The EDSAC Replica Project

  • Andrew Herbert

The aim of the EDSAC Replica Project is to build a fully functional replica of the Cambridge University Electronic Delay Storage Automatic Computer (EDSAC) as it was when it ran it’s first programs in 1949. Built by a team led by M.V. Wilkes, EDSAC was the world’s first practical electronic digital computer providing a computing service to the university as a whole. Three Nobel Prizes were attributed to the giant leap in computing power that EDSAC delivered to Cambridge scientists.

Andrew will describe EDSAC and its principles of operation, showing what is possible in a machine that can only obey 5-600 instructions a second and has just 512 of store, but which is not weighed down with the volume of code required by a modern operating system or programming language. He will then go on to describe the challenges in replicating 1940’s technology in the 21st Century and some of the ways in which modern computers are helping in the task.

Speaker Details

A computer scientist, Herbert is former Chairman of Microsoft Research, for the Europe, Middle East and Africa region. His research interests include networks, operating systems, programming languages and distributed computing.

Prior to joining Microsoft Research in 2001, he was Director of Advanced Technology at Citrix Systems Inc. (1998), Founder of Digitivity Inc. (1996) and Founder of ANSA. In 1985 Herbert was a faculty member in the Computer Laboratory at the University of Cambridge where he worked with Roger Needham and Maurice Wilkes on seminal developments in operating systems, local area networks (LANs) and distributed computing. In 1979 Herbert helped Needham and Wilkes edit “The Cambridge CAP Computer and Its Operating System,” and in 1982 he co-authored “The Cambridge Distributed Computing System” with Needham. In 2003, Herbert co-edited a monograph of papers written in tribute to Needham, “Computer Systems: Theory, Technology and Applications,” with Karen Spärck Jones.
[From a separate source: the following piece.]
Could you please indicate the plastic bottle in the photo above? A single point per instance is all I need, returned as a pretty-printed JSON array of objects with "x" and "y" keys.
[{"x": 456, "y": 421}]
In the 2010 honours list Herbert was awarded an Officer of the British Empire (OBE) for services to computer science. He is a Fellow of the Royal Academy of Engineering, a Fellow of the British Computer Society, an Emeritus Fellow of Wolfson College Cambridge, a visiting professor at University College London, a member of St. John’s College Cambridge, and a liveryman of the City of London Worshipful Company of Information Technologists.

In 1975 he graduated from the University of Leeds with a B.Sc. in computational science and in 1978 with a Ph.D. from Cambridge University in computer science.

Now retired, Herbert is the director of a project to construct a replica of the pioneering Cambridge EDSAC computer as it was in May 1947 when it ran its first program. The project is sponsored by Cambridge University and the Computer Conservation Society and the replica will be constructed at The National Museum of Computing.